From a report of Sinclair Turrell, August 1999

St. Brigid’s Well is situated in the townland of Brideswell Big. It lies on the north slope of Sliabh Gower.

The site consists of a ruined stone building in the form of two small circular chambers, joined at one edge. To the south of this, on higher ground, is a disused graveyard. A path, known as St. Brigid’s Track leads from here to the well. The 1665 Civil survey records that in 1640 the locality was known as Tobar Bríde and later letters record that a patron took place here until banned around 1800.

A local Tobar Bríde Heritage Group was set up in 1997 by local residents with the aim of researching and conserving the well. As part of this project an investigation of the ruined structure took place in August 1999 by a group of local volunteers, prior to the commencement of urgently needed conservation work.

A granite masonry spout, known locally as St. Brigid’s Footprint is probably earlier than the 18th century, and two bullaun stones have also been found in the vicinity, suggesting there may have been an earlier ecclesiastical site here.

In common with many other holy wells, St. Brigid’s Well is the subject of local folklore. It is reputed that St. Brigid visited the site and a stone known as St. Brigid’s Footprint is said to bear the impression of her foot. The 1930’s folklore survey records the story of a man who took the ‘footprint’ away and threw it in a ditch. The next day he was astonished to find that the stone had miraculously returned to its place. The water is said to provide a cure for rheumatism.

The civil survey of 1654 gives the name of the townland as Tobar Bride and records that the land belonged to Brian Kavanagh, a protestant, who owned a total of 1800 acres of taxable arable land.

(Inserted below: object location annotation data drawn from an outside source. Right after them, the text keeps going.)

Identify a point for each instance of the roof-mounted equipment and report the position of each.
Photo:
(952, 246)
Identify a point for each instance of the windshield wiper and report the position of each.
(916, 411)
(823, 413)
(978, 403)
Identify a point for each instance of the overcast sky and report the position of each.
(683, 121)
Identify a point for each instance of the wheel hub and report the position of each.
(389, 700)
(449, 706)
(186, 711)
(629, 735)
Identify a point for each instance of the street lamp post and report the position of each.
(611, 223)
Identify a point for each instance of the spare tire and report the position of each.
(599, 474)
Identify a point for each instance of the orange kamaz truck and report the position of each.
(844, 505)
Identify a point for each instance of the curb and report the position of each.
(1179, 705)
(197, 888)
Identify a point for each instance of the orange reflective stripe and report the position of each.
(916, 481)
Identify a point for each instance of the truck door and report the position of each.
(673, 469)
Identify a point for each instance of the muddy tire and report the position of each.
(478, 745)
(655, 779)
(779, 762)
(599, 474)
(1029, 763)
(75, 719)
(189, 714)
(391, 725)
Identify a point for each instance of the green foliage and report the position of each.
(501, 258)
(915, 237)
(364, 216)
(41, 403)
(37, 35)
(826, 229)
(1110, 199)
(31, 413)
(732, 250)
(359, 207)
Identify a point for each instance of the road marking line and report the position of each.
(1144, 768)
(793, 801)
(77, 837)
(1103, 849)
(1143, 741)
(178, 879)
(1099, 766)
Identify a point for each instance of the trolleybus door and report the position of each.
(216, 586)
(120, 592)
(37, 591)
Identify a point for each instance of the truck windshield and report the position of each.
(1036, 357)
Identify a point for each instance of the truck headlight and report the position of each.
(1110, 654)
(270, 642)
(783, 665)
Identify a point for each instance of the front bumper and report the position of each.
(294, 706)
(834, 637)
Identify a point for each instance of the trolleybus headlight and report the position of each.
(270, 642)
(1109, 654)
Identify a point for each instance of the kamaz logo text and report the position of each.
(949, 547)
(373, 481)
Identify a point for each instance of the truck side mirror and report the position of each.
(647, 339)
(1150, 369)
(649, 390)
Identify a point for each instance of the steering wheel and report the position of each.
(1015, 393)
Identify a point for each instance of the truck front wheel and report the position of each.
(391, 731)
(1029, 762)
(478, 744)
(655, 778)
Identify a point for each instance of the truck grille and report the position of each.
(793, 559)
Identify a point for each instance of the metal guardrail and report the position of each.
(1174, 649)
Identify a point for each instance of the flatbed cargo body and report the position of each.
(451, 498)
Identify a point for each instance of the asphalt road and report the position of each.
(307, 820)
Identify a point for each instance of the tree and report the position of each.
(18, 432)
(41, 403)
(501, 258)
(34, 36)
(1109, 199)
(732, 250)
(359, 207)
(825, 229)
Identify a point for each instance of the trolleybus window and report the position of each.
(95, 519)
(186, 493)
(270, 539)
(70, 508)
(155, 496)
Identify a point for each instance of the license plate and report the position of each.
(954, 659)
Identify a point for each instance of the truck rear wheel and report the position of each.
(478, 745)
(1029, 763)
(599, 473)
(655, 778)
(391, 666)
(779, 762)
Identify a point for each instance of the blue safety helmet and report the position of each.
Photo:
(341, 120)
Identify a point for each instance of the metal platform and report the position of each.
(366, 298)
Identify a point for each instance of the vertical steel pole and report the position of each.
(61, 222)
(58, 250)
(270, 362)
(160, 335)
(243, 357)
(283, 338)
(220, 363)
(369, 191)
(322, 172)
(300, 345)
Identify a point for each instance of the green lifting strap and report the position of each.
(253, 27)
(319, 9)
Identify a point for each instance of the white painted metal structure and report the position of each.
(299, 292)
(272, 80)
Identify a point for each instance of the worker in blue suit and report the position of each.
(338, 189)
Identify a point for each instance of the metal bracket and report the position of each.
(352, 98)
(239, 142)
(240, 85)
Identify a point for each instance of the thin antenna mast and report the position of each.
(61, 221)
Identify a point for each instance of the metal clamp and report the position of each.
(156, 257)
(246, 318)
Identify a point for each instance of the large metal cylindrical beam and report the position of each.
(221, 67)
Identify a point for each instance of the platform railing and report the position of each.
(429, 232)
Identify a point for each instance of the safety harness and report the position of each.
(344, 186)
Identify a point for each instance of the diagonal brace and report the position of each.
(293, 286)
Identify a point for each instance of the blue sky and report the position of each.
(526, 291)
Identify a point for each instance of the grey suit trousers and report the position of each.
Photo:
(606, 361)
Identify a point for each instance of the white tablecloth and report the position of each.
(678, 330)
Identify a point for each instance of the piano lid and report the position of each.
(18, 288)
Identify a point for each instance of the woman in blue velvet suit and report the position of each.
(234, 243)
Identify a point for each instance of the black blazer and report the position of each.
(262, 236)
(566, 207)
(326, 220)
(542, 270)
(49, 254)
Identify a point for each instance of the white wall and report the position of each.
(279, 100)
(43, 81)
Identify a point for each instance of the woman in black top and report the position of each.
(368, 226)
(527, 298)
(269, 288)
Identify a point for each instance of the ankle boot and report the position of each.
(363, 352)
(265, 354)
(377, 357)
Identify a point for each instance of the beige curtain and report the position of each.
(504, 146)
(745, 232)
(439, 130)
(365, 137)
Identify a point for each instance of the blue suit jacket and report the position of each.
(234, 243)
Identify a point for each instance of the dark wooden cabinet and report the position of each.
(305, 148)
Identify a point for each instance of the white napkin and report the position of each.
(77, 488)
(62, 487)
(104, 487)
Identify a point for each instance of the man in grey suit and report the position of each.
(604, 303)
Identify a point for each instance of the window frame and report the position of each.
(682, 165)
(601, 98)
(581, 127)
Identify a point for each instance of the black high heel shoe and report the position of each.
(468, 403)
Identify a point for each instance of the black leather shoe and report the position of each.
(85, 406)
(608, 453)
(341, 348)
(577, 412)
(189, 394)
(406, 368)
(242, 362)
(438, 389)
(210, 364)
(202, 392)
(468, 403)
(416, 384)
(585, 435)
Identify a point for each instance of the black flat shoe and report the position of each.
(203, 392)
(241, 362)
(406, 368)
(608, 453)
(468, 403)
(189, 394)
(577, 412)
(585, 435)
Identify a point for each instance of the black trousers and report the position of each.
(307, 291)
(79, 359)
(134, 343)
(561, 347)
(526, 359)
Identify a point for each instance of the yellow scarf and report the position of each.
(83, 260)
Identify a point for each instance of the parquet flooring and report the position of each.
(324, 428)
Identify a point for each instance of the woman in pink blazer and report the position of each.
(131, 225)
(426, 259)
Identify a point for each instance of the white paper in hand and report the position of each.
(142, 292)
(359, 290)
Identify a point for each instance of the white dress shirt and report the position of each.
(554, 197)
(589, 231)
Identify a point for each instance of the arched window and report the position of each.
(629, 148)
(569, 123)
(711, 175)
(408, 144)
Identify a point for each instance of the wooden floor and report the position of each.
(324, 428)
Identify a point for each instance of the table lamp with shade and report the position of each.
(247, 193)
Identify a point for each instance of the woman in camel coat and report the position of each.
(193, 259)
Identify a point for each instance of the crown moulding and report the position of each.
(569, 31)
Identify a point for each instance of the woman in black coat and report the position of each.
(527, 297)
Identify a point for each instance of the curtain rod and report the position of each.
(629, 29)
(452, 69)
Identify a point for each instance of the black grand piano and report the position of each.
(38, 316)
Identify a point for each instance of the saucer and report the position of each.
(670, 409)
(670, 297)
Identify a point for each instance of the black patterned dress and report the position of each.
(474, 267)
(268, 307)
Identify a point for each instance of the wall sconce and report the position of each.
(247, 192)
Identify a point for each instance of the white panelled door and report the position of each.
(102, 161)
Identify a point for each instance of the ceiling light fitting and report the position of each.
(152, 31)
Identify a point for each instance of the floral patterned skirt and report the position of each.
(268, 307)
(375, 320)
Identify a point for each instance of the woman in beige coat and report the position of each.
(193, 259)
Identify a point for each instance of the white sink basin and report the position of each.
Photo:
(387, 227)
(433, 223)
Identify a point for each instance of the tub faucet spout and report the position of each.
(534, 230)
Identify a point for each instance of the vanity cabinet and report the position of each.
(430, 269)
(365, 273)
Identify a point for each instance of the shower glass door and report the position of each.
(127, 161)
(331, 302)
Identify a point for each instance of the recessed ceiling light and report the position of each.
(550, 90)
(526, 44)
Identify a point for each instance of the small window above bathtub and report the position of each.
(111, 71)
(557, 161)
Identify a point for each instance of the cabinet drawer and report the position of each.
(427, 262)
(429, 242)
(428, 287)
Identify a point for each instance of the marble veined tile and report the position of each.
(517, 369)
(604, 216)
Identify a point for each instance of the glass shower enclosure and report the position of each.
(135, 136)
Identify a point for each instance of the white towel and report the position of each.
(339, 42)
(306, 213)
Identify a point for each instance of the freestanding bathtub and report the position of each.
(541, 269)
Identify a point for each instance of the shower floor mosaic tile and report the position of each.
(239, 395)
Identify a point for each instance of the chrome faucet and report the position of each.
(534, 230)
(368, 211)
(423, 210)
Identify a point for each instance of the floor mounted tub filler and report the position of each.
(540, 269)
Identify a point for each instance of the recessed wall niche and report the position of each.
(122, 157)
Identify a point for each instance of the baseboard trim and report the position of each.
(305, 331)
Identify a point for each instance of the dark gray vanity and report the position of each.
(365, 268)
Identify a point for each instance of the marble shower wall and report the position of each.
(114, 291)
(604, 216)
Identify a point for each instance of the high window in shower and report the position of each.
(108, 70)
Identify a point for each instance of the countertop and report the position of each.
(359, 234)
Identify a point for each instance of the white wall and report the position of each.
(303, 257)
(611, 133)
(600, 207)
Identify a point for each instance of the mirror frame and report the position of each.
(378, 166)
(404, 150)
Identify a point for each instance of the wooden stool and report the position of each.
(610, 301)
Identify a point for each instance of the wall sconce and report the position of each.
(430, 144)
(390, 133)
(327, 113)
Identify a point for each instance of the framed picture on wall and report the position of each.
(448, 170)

The Wexford Ordinance Survey letters of 1840 note ‘a small graveyard in the townland of Brideswell Big with a holy well of the same name at which a patron was held till about 40 years ago when it was abolished by the Priest’.

According to Laurence Harte writing in 1925, the stone said to bear the imprint of St. Brigid’s foot is probably a sacrarium.

Two stones of identical form are to be found in St. Brigid’s Well at Kildare. There must have been a second stone at Brideswell, and they were probably placed at the exit of the chambers with the water running through them.

Wells dedicated to St. Brigid are fairly common in Co. Wexford, with up to 8 recorded. There are 13 recorded in Co. Wicklow.

At Brideswell, the early use of the townland name Tobar Bride, recorded in the 1654 civil survey, together with the bullaun stones hint at the possibility that this was formerly the site of a monastery.

The well was removed from the register of National Monuments in the 1980s, although the graveyard is still listed.

The Heritage group has worked to repair the walls and resupply the site with water. Part of the project involved clearing the undergrowth from the area known as the churchyard.